Żony faktycznie nie mam ale jakaś tam stała partnerka jest więc samotny się nie czuję
Dobrze jest czasem potrzymać coś miękkiego w rękach a nie tylko żeliwo, aluminium....
Ojciec opowiadał jak na praktykach chłopak pierwszy raz zobaczył gumowy młotek. Wziął pooglądał i pier%$#&@ sobie w głowę , majster to widział i sie go pyta;
-Co ty gościu gupi jesteś ?
-A boo... myślałem że jak gumowy to nie będzie bolało
Natan5064, lepiej ;D do zakładu znajomego wpadło kiedyś dwóch interesantów (lata dziewięćdziesiąte), jeden wziął gumowy młotek i potraktował nim drugiego, koleś zemdlał... ;D
dragon44 pisze:jeden wziął gumowy młotek i potraktował nim drugiego, koleś zemdlał... ;D
W warsztatach szkolnych gdzie kiedyś pobierałem nauki podobny przypadek kiedy jeden uczeń drugiego "ino lekko puknął" w skroń, niestety zakończył się tragicznie, chłopak zmarł.
Przez głupotę.
No to czas na małe sprawozdanie. Pomocowałem śruby na X i Y. Wszystko się kręci. Na Y muszę tam podfrezować trochę żeliwa by zwiększyć maksymalnie zakres pracy tej osi. Zostaje mi jeszcze do zrobienia rozprowadzenie smarowania po krzyżaku.

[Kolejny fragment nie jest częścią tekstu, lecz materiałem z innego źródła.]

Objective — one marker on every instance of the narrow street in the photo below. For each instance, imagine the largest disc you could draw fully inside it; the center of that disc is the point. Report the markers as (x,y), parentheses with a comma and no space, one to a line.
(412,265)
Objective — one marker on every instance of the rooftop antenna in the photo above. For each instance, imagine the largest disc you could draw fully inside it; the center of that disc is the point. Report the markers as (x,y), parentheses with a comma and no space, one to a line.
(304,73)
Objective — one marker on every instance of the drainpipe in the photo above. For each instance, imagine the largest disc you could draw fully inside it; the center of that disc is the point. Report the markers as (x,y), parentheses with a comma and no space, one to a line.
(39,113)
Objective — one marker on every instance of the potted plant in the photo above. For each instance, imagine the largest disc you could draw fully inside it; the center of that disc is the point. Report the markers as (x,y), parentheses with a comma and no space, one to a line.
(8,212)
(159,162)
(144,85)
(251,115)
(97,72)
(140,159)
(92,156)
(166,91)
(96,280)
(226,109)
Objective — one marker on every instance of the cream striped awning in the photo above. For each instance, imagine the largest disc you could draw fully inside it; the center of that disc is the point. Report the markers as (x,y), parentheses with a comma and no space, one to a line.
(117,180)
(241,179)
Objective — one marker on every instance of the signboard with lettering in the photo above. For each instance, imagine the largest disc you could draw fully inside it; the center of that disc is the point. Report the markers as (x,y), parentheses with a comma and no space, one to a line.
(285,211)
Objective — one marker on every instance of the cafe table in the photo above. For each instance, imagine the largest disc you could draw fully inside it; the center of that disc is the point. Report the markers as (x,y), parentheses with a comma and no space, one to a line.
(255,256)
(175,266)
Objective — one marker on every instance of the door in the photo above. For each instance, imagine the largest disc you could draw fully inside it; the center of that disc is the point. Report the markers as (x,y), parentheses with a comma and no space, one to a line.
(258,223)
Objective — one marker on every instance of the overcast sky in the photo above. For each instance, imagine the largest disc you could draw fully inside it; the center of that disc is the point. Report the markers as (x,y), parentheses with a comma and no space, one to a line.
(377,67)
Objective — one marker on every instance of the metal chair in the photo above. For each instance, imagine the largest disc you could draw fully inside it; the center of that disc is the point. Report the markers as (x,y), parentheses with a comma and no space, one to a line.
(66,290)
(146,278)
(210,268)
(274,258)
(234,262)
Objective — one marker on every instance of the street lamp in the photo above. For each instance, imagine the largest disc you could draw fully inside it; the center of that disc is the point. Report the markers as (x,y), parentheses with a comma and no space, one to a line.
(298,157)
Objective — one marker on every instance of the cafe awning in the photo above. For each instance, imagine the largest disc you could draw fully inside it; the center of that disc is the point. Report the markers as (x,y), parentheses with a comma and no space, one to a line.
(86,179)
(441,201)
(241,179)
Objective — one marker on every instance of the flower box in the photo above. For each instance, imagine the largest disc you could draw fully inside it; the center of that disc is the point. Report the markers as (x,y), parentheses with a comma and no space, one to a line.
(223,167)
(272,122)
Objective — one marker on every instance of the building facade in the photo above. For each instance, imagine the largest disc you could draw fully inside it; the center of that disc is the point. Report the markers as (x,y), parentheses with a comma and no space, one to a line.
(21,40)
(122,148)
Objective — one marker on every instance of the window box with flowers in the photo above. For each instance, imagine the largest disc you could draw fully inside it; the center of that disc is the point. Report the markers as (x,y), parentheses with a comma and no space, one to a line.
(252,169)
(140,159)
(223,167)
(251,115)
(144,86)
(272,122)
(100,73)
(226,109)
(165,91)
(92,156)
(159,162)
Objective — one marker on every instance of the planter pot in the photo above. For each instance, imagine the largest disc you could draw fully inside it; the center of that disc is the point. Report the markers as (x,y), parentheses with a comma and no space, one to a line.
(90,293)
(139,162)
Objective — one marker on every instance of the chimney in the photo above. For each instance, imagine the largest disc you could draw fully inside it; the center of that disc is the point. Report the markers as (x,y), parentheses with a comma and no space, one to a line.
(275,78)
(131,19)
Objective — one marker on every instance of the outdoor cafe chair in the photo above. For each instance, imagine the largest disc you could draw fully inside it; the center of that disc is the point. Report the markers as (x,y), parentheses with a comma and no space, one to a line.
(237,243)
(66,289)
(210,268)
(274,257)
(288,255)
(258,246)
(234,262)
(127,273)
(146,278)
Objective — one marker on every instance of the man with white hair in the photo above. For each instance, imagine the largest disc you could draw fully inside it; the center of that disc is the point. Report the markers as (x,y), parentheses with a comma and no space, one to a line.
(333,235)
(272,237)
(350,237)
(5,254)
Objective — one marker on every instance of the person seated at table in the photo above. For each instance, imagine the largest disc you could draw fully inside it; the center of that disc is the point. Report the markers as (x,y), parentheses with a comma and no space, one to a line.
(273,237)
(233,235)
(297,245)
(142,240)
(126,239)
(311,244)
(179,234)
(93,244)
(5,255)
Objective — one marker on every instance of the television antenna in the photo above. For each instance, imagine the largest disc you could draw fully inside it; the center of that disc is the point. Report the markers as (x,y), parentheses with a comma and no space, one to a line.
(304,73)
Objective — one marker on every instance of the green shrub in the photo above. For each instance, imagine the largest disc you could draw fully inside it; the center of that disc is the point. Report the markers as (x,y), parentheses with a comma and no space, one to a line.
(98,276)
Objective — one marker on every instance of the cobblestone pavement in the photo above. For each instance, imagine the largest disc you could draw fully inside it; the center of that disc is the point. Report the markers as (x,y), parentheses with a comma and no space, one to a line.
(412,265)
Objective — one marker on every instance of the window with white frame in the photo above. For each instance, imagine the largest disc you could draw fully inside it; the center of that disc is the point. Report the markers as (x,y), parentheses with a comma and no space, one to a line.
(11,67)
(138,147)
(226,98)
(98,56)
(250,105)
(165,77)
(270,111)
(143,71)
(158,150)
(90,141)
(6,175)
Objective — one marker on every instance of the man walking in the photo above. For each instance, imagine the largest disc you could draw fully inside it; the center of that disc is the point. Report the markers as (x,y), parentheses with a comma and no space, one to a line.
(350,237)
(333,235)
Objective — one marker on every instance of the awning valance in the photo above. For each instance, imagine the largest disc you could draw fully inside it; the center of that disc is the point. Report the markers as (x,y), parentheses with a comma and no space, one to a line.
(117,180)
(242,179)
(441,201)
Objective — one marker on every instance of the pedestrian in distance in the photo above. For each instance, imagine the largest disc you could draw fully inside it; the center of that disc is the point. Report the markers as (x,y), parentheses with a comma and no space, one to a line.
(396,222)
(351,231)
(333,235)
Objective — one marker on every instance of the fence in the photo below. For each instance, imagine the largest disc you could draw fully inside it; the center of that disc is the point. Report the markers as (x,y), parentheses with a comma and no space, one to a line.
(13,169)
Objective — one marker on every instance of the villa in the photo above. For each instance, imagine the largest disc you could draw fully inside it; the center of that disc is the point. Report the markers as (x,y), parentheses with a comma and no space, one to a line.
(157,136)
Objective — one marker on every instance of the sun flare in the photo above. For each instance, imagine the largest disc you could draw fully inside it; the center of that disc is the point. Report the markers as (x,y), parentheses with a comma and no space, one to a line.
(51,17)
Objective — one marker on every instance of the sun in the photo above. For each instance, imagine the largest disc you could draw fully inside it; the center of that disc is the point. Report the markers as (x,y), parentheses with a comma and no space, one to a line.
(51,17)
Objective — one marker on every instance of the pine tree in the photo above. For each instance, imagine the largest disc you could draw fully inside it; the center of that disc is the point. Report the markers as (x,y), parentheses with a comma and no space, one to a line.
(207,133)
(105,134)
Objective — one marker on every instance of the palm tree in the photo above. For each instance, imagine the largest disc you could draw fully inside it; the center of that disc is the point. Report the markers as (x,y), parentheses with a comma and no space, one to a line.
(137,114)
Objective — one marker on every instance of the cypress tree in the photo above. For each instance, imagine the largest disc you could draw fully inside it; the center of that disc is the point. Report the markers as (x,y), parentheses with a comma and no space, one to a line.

Szału nie ma. Wszystko takie kwadratowe ale dzięki temu łatwiej potem będzie zamontować na tym osłony. Trochę wkurza mnie ten wystający w jajka (Wielkanocne ) silnik na osi Y ale nie chciałem dawać długiego pasa i montować go obróconego z boku bo to komplikuje budowę a miało być jak najprościej.
Teraz zostaje mi jeszcze do wymyślenia odciążenie dla osi Z. Głowica waży chyba ze 100 kilo i trzeba to zrównoważyć czymś. Opcje są chyba tylko dwie. Przeciwwaga pneumatyczna albo jakaś zwykła grawitacyjna.
Poniższy bazgrołek pokazuje co mi chodzi po głowie.
Miały być na początku dwa siłowniki po bokach (czerowone) ale jakoś mi się to nie podoba. Potem obmyśliłem że dam łańcuch i koło zębate na sam szczyt i przeciwciężar powieszę na jakiejś szynie na plechach belki osi Z. Albo zamiast ciężaru można tam tez dać siłownik pneumatyczny który będzie ciągnął łańcuch. Punkt przyczepienia łańcucha wychodzi na szufladce osi Z ale lepiej jak by wypadł na środku tego całego wielkiego wrzeciennika. Wtedy szufladka będzie bardziej odciążana od tarcia i kinematycznie to będzie poprawne. Podoba mi się rozwiązanie na tym filmiku:
[youtube][/youtube]
Tylko łańcuchy przyczepić na środku głowicy i było by super.
Podpowiedzcie coś bo sam już nie wiem na co się zdecydować. Pneumatyka ma swoje plusy i minusy. Zwykła przeciwwaga grawitacyjna też nie jest idealna. Nie wiem na co się zdecydować. Co gorsza właściciel też nie wie co wybrać. Ma być dobrze i tyle.
To chyba mocno zależy od tego jak szybko ta oś Z będzie podróżować, jeśli nie za szybko to grawitacja + obciążnik, wtedy odpada upierdliwość konieczności posiadania uruchomionego kompresora.